Dandelions are ubiquitous during spring around here, but show no variation except perhaps in size. All seem to come in bright yellow, not a bad color, but one yearns to see a little variation among the millions of plants coloring our lawns, roadsides, and gardens. Of course, dandelions in our gardens arrived there as unwanted party crashers, and are soon dispatched like any common weed, hopefully before their plumed seeds get a chance to escape to make yet more plants. It has often been said that if the common dandelion was a delicate and hard to propagate plant, it would be coveted by gardeners for its cheerful flowers and generally neat habits.
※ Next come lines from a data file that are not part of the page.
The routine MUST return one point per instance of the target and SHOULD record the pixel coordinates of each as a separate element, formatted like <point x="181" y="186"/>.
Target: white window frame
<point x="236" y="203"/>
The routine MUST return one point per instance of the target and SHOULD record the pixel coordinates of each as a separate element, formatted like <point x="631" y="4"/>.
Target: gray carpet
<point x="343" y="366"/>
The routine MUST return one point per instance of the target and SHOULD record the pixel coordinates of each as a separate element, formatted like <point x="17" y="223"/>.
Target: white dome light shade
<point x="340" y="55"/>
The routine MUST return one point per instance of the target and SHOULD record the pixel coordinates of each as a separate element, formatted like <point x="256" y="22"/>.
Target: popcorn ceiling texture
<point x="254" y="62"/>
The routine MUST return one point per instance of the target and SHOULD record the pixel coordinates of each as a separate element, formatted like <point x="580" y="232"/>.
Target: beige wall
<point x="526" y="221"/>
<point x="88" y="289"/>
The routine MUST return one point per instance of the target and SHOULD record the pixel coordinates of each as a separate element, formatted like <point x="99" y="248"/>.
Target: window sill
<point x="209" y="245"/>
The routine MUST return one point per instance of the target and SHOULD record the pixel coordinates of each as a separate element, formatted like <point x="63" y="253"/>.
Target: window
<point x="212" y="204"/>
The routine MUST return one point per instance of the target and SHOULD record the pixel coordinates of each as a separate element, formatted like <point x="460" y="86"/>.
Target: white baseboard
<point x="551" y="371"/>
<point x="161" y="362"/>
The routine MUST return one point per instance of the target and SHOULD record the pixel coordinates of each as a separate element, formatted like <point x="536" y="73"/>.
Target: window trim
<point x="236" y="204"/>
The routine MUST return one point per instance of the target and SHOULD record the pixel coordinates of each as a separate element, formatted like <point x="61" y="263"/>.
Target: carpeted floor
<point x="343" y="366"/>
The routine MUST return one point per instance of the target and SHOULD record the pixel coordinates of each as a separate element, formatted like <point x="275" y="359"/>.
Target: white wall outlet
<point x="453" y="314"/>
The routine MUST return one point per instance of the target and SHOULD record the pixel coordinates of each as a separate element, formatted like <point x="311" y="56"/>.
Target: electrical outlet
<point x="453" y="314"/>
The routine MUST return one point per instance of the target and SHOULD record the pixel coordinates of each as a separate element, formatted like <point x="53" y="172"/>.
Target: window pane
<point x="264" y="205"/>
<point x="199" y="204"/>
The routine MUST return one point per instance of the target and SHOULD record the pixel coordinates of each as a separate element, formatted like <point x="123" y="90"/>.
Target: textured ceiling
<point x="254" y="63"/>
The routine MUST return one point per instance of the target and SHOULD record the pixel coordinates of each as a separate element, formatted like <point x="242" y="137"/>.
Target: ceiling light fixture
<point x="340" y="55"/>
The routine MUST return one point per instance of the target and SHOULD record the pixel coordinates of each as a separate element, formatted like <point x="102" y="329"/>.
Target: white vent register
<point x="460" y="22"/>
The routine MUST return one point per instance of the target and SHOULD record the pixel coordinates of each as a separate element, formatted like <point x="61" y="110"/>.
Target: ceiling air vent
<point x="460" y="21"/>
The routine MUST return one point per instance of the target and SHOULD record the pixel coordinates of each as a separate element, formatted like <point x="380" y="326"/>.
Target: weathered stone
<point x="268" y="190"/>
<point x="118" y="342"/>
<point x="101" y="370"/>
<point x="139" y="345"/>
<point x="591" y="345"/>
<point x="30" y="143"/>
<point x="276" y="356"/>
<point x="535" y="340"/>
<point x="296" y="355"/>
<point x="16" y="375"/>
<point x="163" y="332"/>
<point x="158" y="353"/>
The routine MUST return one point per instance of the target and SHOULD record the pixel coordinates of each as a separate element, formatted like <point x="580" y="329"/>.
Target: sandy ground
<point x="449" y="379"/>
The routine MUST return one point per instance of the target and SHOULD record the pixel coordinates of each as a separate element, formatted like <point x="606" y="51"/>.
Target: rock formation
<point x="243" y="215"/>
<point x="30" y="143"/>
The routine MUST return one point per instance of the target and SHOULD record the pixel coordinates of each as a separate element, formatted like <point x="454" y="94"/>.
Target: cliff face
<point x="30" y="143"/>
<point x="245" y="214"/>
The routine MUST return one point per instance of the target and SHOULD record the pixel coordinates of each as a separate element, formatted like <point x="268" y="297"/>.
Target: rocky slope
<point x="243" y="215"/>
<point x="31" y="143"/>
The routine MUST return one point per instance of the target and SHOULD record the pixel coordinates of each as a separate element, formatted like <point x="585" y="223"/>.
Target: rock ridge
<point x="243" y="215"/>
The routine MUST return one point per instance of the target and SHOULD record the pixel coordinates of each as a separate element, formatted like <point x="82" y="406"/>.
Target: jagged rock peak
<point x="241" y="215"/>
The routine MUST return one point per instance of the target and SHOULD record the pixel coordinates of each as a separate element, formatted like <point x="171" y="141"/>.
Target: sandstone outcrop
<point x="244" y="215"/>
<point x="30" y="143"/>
Still, there are some special dandelions that are worth coddling in the garden, if perhaps for nothing more than their differences from the common yellow version. My favorite variant of the few I am growing is Taraxacum pseudoroseum, obtained as such from a NARGS seed list a few years ago. It really is a pink dandelion, at least on the outer petals. Not a bright pink, rather a strange pale shade, with a somewhat subdued yellow coloration towards the center of the flower. It is identical to the common dandelion otherwise, so I have to pay attention to where I plant it so it doesn't get yanked out. I carefully gather seed either directly from the plant, or by placing seedheads in a glass of water indoors before they open up, so the wind doesn't get the seeds first.
I grew T. albidum, an Asian species, in a container on a small terrace, but the parent plants died during the severe cold late this winter. It is basically a white flowered version of our common species, and it flowered and set seed profusely last year. Some of the seed escaped my collecting, so there are now seedlings coming up in their original planter, along with a few blooming plants of T. pamiricum, another white flowered dandelion. This latter species is recognizably different than the standard dandelion; it is a smaller plant with narrow linear foliage. Flowers and seed heads are about half the size of the common T. officinale.
As with many seeds of plants in the daisy family, Asteraceae, seeds of Taraxacum are not long lived and will lose viability after a year or so, if not less. Storing them in the refrigerator will greatly lengthen their lives, so refrigerated seed can be a source of new plants for years to come, as well as a guarantee of sorts in case you lose your plants. These are not plants that you are likely to find in nurseries, and even seed collectors/seed lists may not have the same ones from year to year.